Generally resolved before the age of 2, the earliest stage of development is trust vs. mistrust. In this stage, the infant is focused on the primary caregiver, who is responsible for his basic needs. If the child is regularly fed, bathed and comforted, he learns a basic trust in the wider world. Withholding care or rejecting the child may lead to conflicts and mistrust.
The second stage, autonomy vs. shame and doubt, generally occurs between the ages of 2 and 3. In this phase, the child is learning to control basic functions, such as toileting, as well as to make simple choices such as what to eat or what to wear. This is the age of the “terrible twos,” when some children seem willful and irritable. Provide age-appropriate options and encourage your child’s attempts at self-control. Kids who are encouraged to act within safe boundaries develop a sense of autonomy, while those who are over-controlled or punished for their explorations may become fearful and begin to question their own judgment.
In the preschool years, children build on the autonomy that they previously developed. Kids aged 3 to 5 are often intensely curious about their surroundings, as well as highly imaginative. They begin to take charge of their own leisure time, often inventing creative games and a rich fantasy life.

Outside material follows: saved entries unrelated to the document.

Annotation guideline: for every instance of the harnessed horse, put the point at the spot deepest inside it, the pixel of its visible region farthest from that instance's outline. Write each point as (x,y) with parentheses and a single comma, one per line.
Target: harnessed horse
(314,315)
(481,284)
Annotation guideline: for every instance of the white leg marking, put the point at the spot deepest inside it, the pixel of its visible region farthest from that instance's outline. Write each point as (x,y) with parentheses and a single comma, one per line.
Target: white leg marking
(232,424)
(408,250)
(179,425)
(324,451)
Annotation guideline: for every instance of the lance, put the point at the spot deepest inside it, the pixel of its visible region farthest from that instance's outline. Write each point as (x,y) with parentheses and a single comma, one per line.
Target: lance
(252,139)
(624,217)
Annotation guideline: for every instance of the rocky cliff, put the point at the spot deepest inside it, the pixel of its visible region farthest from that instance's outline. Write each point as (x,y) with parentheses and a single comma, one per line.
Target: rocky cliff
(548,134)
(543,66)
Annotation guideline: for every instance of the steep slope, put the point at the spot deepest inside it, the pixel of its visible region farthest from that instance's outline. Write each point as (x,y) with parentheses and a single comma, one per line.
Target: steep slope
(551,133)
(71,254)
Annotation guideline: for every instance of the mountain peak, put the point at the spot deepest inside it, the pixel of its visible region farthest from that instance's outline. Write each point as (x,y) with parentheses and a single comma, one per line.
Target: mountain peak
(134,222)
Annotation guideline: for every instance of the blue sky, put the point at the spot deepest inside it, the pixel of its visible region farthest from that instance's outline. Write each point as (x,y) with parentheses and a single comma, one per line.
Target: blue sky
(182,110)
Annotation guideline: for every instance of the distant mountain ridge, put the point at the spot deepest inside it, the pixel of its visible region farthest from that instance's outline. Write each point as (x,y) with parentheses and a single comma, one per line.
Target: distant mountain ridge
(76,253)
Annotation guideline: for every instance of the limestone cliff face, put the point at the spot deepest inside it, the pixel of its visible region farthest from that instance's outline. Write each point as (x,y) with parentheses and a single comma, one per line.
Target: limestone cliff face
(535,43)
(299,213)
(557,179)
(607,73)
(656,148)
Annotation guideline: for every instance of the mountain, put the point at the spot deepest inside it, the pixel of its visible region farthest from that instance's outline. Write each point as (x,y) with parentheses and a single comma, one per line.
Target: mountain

Allow kids of this age to take on age-appropriate challenges and provide plenty of downtime for them to create their own fun. Kids who are stifled or dismissed tend to develop feelings of helplessness, and may feel guilty or embarrassed about their growing independence.
The early school years, typically ages 6 to 11, are marked by numerous changes. Children face new and increasingly demanding requirements in both schoolwork and social situations. This stage focuses on the child’s growing need to feel efficient and competent. Kids who successfully navigate these challenges develop a strong sense of self-confidence, while those who fail may feel inferior and lose self-esteem. Help your child work through age-appropriate challenges rather than attempting to solve every problem for him. At the same time, remember that he is still a child. Remain open and supportive, providing a safe place for your child to work through his feelings.
The teen years, extending roughly from ages 12 to 18, are challenging for both the teenager and her parents. Kids of this age are increasingly focused on developing an independent identity and a strong sense of self. They are concerned about how they appear to others and where they fit in, and may pay more attention to peer group feedback than advice from their parents. It is normal for teens to try on different personalities and ways of behaving. Support your child’s independence while setting age-appropriate boundaries. Foster open dialogue and offer feedback, but avoid the tendency to set harsh, age-inappropriate rules. Kids who successfully make their way through this phase develop a strong understanding of themselves that increases self-confidence and helps them make reasoned choices as adults.